Aside from a minority of politically active students, moreover, the regime’s tactics of intimidation and persuasion have produced a profound impact on the views of the post-coup generation. Today’s average students, exposed to the world of foreign imports and shut off from the world of democratic debate, are far more interested in clothes and careers than politics. While polls show most students do not favor military rule, it has made them apathetic, suspicious of ideology, uninclined to take risks and not entirely sure what democracy means.

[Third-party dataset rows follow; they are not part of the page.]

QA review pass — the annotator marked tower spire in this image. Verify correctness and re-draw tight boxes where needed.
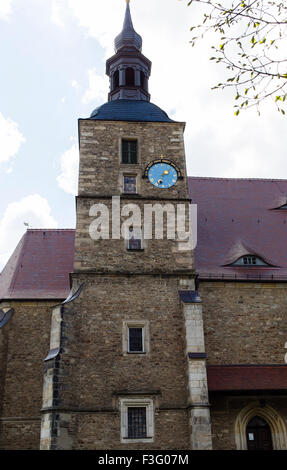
[115,0,142,52]
[106,0,151,101]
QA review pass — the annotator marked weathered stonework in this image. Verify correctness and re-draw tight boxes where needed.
[0,301,54,450]
[200,282,287,364]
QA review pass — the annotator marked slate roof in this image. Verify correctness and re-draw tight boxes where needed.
[90,100,174,122]
[0,177,287,300]
[207,364,287,392]
[0,229,75,300]
[189,177,287,281]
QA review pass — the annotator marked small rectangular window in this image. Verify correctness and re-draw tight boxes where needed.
[120,397,154,444]
[122,139,138,164]
[129,327,144,352]
[128,407,147,439]
[127,228,143,250]
[123,175,137,194]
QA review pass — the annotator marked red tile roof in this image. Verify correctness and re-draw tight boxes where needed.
[0,177,287,299]
[189,177,287,281]
[207,364,287,392]
[0,229,75,300]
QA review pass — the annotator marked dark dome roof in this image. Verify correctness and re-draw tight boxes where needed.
[90,100,174,122]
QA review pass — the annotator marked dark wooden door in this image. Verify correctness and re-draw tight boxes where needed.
[246,416,273,450]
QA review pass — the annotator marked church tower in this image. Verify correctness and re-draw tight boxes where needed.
[41,1,211,449]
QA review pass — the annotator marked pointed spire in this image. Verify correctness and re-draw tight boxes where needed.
[115,0,142,52]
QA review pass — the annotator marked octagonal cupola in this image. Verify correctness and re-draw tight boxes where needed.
[106,0,151,101]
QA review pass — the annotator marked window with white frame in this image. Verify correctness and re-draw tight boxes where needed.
[128,326,144,353]
[123,320,150,354]
[120,398,154,443]
[127,227,144,251]
[123,175,137,194]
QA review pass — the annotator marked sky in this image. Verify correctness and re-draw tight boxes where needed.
[0,0,287,270]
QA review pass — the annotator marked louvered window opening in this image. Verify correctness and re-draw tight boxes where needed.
[122,140,138,164]
[128,407,147,439]
[124,176,137,194]
[129,328,143,352]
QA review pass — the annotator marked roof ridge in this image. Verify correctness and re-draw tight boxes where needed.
[8,231,28,293]
[188,176,287,183]
[26,228,76,233]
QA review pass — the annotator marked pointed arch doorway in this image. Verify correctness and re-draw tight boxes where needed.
[246,416,273,450]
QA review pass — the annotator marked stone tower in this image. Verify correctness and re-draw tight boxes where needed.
[41,2,211,449]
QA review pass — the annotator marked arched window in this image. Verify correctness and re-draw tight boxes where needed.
[234,402,287,450]
[126,67,135,86]
[113,70,120,90]
[246,416,273,450]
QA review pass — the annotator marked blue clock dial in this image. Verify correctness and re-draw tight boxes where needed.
[148,163,178,189]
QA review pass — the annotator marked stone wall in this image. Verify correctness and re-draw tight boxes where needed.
[79,120,189,198]
[40,274,194,449]
[200,282,287,364]
[0,301,56,450]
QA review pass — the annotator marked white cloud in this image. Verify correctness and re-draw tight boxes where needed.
[0,113,25,163]
[51,0,287,178]
[57,144,79,195]
[0,194,58,270]
[82,69,108,104]
[0,0,12,20]
[71,80,80,88]
[51,0,65,28]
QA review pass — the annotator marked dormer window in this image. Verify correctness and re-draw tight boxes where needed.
[230,255,270,267]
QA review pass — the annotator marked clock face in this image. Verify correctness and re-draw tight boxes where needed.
[147,162,178,189]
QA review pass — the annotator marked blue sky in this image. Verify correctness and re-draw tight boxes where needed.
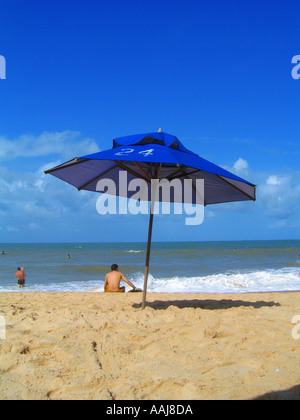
[0,0,300,243]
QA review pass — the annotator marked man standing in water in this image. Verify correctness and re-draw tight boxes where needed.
[104,264,136,293]
[15,267,26,289]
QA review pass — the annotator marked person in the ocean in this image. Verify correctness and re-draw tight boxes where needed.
[104,264,136,293]
[15,267,26,289]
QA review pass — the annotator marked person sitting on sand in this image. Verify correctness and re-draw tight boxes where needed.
[104,264,136,293]
[15,267,26,289]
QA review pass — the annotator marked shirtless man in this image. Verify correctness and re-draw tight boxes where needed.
[104,264,135,293]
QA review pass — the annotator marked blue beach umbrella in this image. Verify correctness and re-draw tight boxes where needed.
[45,131,256,309]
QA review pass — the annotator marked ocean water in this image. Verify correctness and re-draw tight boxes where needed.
[0,240,300,293]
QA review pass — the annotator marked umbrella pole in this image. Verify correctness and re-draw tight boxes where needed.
[142,211,154,309]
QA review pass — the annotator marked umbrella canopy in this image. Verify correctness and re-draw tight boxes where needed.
[45,132,256,308]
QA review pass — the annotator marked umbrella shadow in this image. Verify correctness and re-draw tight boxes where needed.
[132,299,281,310]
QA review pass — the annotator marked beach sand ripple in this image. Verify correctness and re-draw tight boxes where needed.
[0,292,300,400]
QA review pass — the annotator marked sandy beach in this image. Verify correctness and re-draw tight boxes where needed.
[0,292,300,400]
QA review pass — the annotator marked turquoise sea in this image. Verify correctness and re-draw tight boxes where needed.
[0,240,300,293]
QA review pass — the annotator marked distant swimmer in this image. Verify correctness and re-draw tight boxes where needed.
[104,264,137,293]
[15,267,26,289]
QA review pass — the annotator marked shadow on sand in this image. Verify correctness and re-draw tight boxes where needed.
[132,299,281,310]
[253,385,300,401]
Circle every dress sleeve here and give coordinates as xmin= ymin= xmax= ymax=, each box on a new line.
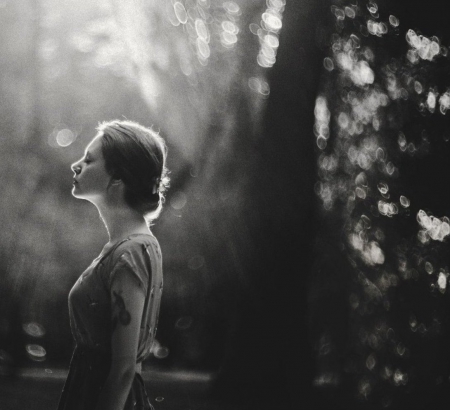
xmin=108 ymin=244 xmax=151 ymax=294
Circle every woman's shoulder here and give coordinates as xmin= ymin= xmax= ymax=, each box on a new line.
xmin=110 ymin=234 xmax=161 ymax=265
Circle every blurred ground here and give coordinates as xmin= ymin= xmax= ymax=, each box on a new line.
xmin=0 ymin=368 xmax=243 ymax=410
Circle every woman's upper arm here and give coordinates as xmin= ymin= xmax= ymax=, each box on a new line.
xmin=111 ymin=264 xmax=145 ymax=365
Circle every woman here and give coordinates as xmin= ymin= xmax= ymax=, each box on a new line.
xmin=58 ymin=121 xmax=168 ymax=410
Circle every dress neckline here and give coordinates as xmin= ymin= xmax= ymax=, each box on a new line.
xmin=97 ymin=233 xmax=155 ymax=260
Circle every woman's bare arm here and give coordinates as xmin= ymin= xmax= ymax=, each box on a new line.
xmin=97 ymin=270 xmax=145 ymax=410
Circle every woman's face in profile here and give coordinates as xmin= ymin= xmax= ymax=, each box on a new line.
xmin=71 ymin=135 xmax=111 ymax=199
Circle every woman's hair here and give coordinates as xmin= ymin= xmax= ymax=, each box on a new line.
xmin=97 ymin=120 xmax=169 ymax=221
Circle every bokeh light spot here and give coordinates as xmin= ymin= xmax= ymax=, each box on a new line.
xmin=22 ymin=322 xmax=45 ymax=337
xmin=173 ymin=1 xmax=187 ymax=24
xmin=25 ymin=344 xmax=47 ymax=362
xmin=56 ymin=128 xmax=76 ymax=147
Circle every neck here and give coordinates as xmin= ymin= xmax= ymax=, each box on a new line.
xmin=97 ymin=205 xmax=150 ymax=243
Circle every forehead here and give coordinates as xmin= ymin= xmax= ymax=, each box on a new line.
xmin=86 ymin=135 xmax=102 ymax=155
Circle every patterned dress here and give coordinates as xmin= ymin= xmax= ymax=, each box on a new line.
xmin=58 ymin=234 xmax=163 ymax=410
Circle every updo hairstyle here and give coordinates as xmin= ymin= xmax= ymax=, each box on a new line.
xmin=97 ymin=120 xmax=169 ymax=220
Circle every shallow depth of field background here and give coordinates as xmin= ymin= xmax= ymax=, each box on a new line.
xmin=0 ymin=0 xmax=450 ymax=410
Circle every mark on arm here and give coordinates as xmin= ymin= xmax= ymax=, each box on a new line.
xmin=112 ymin=291 xmax=131 ymax=332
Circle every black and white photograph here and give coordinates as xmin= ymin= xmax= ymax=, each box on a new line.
xmin=0 ymin=0 xmax=450 ymax=410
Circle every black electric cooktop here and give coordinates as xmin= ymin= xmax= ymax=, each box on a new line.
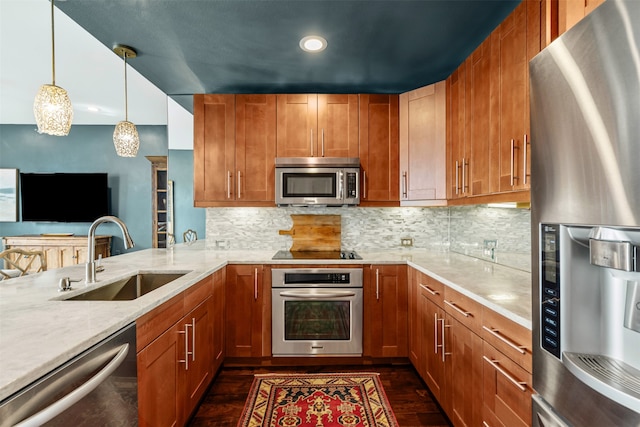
xmin=272 ymin=251 xmax=362 ymax=259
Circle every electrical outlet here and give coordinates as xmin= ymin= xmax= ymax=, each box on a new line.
xmin=482 ymin=240 xmax=498 ymax=260
xmin=400 ymin=237 xmax=413 ymax=246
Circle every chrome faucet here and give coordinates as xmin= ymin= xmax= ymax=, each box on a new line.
xmin=85 ymin=216 xmax=134 ymax=283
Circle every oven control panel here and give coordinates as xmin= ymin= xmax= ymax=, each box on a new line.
xmin=271 ymin=268 xmax=362 ymax=288
xmin=540 ymin=224 xmax=561 ymax=359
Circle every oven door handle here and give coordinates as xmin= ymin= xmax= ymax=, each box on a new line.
xmin=280 ymin=289 xmax=356 ymax=299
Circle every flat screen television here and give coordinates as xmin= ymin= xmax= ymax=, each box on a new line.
xmin=20 ymin=173 xmax=109 ymax=222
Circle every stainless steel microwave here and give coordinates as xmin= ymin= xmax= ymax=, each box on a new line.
xmin=276 ymin=157 xmax=360 ymax=206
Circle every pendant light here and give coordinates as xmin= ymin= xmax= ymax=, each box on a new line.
xmin=113 ymin=45 xmax=140 ymax=157
xmin=33 ymin=0 xmax=73 ymax=136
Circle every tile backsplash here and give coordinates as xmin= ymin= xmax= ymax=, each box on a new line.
xmin=206 ymin=205 xmax=531 ymax=271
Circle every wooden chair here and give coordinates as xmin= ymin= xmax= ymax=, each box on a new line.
xmin=0 ymin=248 xmax=47 ymax=280
xmin=182 ymin=229 xmax=198 ymax=243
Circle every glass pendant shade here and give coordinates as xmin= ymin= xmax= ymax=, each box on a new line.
xmin=113 ymin=120 xmax=140 ymax=157
xmin=33 ymin=84 xmax=73 ymax=136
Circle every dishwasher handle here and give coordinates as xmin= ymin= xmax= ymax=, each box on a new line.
xmin=14 ymin=344 xmax=129 ymax=427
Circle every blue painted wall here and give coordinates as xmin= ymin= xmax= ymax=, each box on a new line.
xmin=168 ymin=150 xmax=207 ymax=243
xmin=0 ymin=125 xmax=168 ymax=255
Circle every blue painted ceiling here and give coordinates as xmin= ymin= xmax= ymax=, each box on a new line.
xmin=55 ymin=0 xmax=521 ymax=111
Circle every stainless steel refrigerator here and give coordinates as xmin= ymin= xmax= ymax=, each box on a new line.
xmin=530 ymin=0 xmax=640 ymax=427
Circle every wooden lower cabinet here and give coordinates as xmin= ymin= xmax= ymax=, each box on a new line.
xmin=482 ymin=342 xmax=533 ymax=427
xmin=409 ymin=268 xmax=532 ymax=427
xmin=225 ymin=264 xmax=271 ymax=357
xmin=136 ymin=276 xmax=215 ymax=427
xmin=363 ymin=265 xmax=409 ymax=357
xmin=2 ymin=235 xmax=111 ymax=271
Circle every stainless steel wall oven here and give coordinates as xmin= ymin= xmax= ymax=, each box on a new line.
xmin=271 ymin=268 xmax=363 ymax=356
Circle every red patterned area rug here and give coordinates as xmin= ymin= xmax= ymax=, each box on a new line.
xmin=238 ymin=372 xmax=398 ymax=427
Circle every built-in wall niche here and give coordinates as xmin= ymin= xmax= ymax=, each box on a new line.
xmin=146 ymin=156 xmax=175 ymax=248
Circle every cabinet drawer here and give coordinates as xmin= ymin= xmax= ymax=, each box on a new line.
xmin=482 ymin=342 xmax=533 ymax=427
xmin=184 ymin=276 xmax=213 ymax=310
xmin=416 ymin=271 xmax=444 ymax=307
xmin=443 ymin=286 xmax=482 ymax=335
xmin=136 ymin=294 xmax=184 ymax=352
xmin=482 ymin=307 xmax=533 ymax=373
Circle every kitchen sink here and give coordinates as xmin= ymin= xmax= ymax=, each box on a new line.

“These kids are consumers of education, and I am providing a service to help their careers,” explained Flavio Cortes, a sociology instructor at Diego Portales University. A Christian Democrat who survived the university purges, he often attempts to spark classroom debate on topics such as power or civil rights, but draws little response. “I have many friends who were tortured, but this generation simply wouldn’t relate to it,” he said in discouragement.
The new conservative elite is not necessarily antidemocratic. Younger gremialista leaders like Jose Antonio Silva, the 22-year-old president of the Catholic University student federation, are eager to distance themselves from the Pinochet era. “The values of the regime were good, but there was an excess of dogmatism. Instead of rebuilding the universities, they asphyxiated them,” Silva observed.
If campus life has changed, the world Chile’s college graduates enter today bears equally little resemblance to the fervent, soul-searching days of Popular Unity. Santiago has become a city of computers and credit cards, yogurt and yoga. Political discourse has shifted to the right; enterprise has replaced ideology as the national pastime; and the only presidential candidate with any youth appeal is Buchi, a 40-year-old engineer and jogging addict who has been promoted by ultraconservative business interests.
Perhaps the prototypical new Chilean is Maximo Pacheco, Jr., an energetic business executive of about 35. Fifteen years ago, he was a fervent campus Marxist; today he manages a successful capital leasing corporation whose offices hum with Fax machines and conference calls. “I was always a man of action. I like to achieve things, and in this era the clear challenge is to become part of the modernizing force,” he explained. “More and more I believe that business leaders are the true motor of development. The world has changed, Chile is a new country, and we want to be on the frontier.”
Not all members of Chile’s “lost generation” have made this transition so smoothly. The adjustment has been especially hard for returning exiles, who barely recognize the society they fled in the mid-1970s. Some have withdrawn into themselves, unable to share their history of hardships with old friends or new colleagues; others have clung to the protective circle of human rights groups. A number have moved into mainstream politics, but have found many opposition posts have been filled by older politicians who waited 15 years to resume truncated careers. In some ways, the Allende generation has lost its chance forever, and many true believers have found themselves slipping into older, wiser and more pragmatic attitudes.
“The Pinochet regime wasn’t like the Inquisition, but it changed us all in much more subtle, perverse ways,” observed one former MIR member who spent many years in Europe and has now returned to Chile as a software analyst. “You cannot remain a mental exile forever, thinking 20-year-old thoughts. You have to integrate back into your surroundings. Whether you realize it or not, you adapt.”
©1989 Pamela Constable
Pamela Constable, on leave from the Boston Globe, is examining the impact of Pinochet’s dictatorship on Chile.